Whether it's the New Year, the start of spring or the thought of peeling off layers for the summer, you might be thinking about how to start or restart a healthy low-fat diet. Or perhaps a medical condition requires you to follow a low-fat diet.
Whatever your reasons or motivation, here are 10 things you can do to get started:
If weight loss is your goal, don't set yourself up for disappointment or, worse, health problems. Make this a positive experience and start with small, achievable goals. Sustainable weight loss means losing no more than one or two pounds a week. If you choose to go on a crash diet, your body will ultimately balk: your metabolism will slow down and it will become harder to shed pounds as your poor body goes into preservation mode.
Clear out Your Refrigerator and Pantry
Leftover holiday pies and cookies should be tossed, and so should any full-fat cheeses and other full-fat dairy products. Cast out any seasonal candies, be it Halloween, Valentine's or Easter candy. For a more general sweep of your kitchen, take a look at my article on the low fat kitchen. Remember, you can eat or prepare only the foods you have at hand. You can't polish off a pint of ice cream that isn't there.
Restock Your Refrigerator and Pantry With Healthy, Wholesome Ingredients
Again, the low fat kitchen article can give you plenty of ideas. Basically, substitute low-fat or fat-free products for their full fat counterparts. Buy whole grain pastas, breads and grains; and stock up with plenty of fresh fruit and vegetables. Try to eat at least nine servings (4 1/2 cups) of these a day. Here are some great low-fat foods worth seeking out.
Monitor Portions and Serving Sizes
Portion sizes have grown ever larger. Examine food labels and nutrition facts, and understand what exactly constitutes a serving size. It's usually less than you think. Be aware that a food package often contains more than one serving, and that the nutritional analysis label refers to one portion, not necessarily the whole package.
Always Eat Breakfast
Obviously, I don't mean doughnuts! As well as being an important source of vitamins and minerals, a good breakfast comprising whole-grain cereal with fat-free or low-fat milk, fruit and yogurt will keep your blood-sugar levels stable and sustain you until lunchtime. Here are some great ideas for low-fat breakfasts.

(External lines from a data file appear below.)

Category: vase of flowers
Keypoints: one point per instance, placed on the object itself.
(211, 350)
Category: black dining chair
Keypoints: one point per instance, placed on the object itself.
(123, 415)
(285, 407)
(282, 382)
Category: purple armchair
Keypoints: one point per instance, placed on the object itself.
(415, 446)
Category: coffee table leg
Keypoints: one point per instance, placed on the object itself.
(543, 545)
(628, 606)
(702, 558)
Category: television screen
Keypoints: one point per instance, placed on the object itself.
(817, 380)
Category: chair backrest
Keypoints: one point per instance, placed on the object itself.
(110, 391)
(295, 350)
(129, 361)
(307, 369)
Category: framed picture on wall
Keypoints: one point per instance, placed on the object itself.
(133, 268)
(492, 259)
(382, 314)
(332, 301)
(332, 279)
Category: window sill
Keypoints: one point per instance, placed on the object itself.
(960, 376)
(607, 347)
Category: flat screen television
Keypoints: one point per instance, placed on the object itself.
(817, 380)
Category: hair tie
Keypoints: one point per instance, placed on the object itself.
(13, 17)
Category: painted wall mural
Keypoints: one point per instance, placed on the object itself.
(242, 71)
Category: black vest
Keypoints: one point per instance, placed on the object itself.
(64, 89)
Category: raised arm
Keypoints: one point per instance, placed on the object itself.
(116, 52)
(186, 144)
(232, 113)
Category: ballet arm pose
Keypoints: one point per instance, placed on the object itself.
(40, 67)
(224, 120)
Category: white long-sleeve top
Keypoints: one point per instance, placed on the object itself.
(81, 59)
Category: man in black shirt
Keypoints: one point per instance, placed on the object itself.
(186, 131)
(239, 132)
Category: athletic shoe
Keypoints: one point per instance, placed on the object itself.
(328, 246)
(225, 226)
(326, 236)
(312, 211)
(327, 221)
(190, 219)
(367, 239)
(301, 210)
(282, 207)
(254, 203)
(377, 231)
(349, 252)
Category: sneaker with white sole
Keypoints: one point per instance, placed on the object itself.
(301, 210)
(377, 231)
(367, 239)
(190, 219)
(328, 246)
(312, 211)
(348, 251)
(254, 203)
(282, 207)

Drink Water, and Plenty of It
Water is essential for digestion, and also helps us feel fuller for longer. Sometimes we confuse thirst for hunger, so keep a bottle of water by your side and sip it frequently—you’ll probably end up eating less.
Replace at Least One Meat Dish With a Vegetarian Meal Each Week
Eat Fish at Least Once and Preferably Twice a Week
Fish is naturally low in fat, and fish that have higher levels, such as salmon, contain heart-healthy omega-3 fatty acids.
It’s one thing to watch our intake of fat and calories, but to complete the transition to a healthier low-fat lifestyle, we need to burn calories by doing some regular exercise. You don’t have to become a gym rat or necessarily invest in a fancy treadmill. Find a friend or persuade your partner to join you for a brisk 30-minute walk; exercising with a buddy will help keep you motivated. Again, set realistic goals. There’s no point starting a rigorous regime that you can’t keep up with. Do consult a doctor beforehand, especially if you have been mostly inactive until now.
Eat Healthy Snacks
When you do get an attack of the munchies, make sure you reach for nutritious snacks such as fruit, low-fat yogurt, whole-grain crackers, air-popped popcorn or raw veggies. An occasional cookie or square or two of chocolate are not the end of the world. Keep them as special treats, though. If you have made over your pantry then it shouldn’t be a big issue.
These basic guidelines will help you more naturally eat a low fat diet and lead a healthier lifestyle. You don't need to deprive yourself of anything. Remember, some fat in our diets is actually necessary.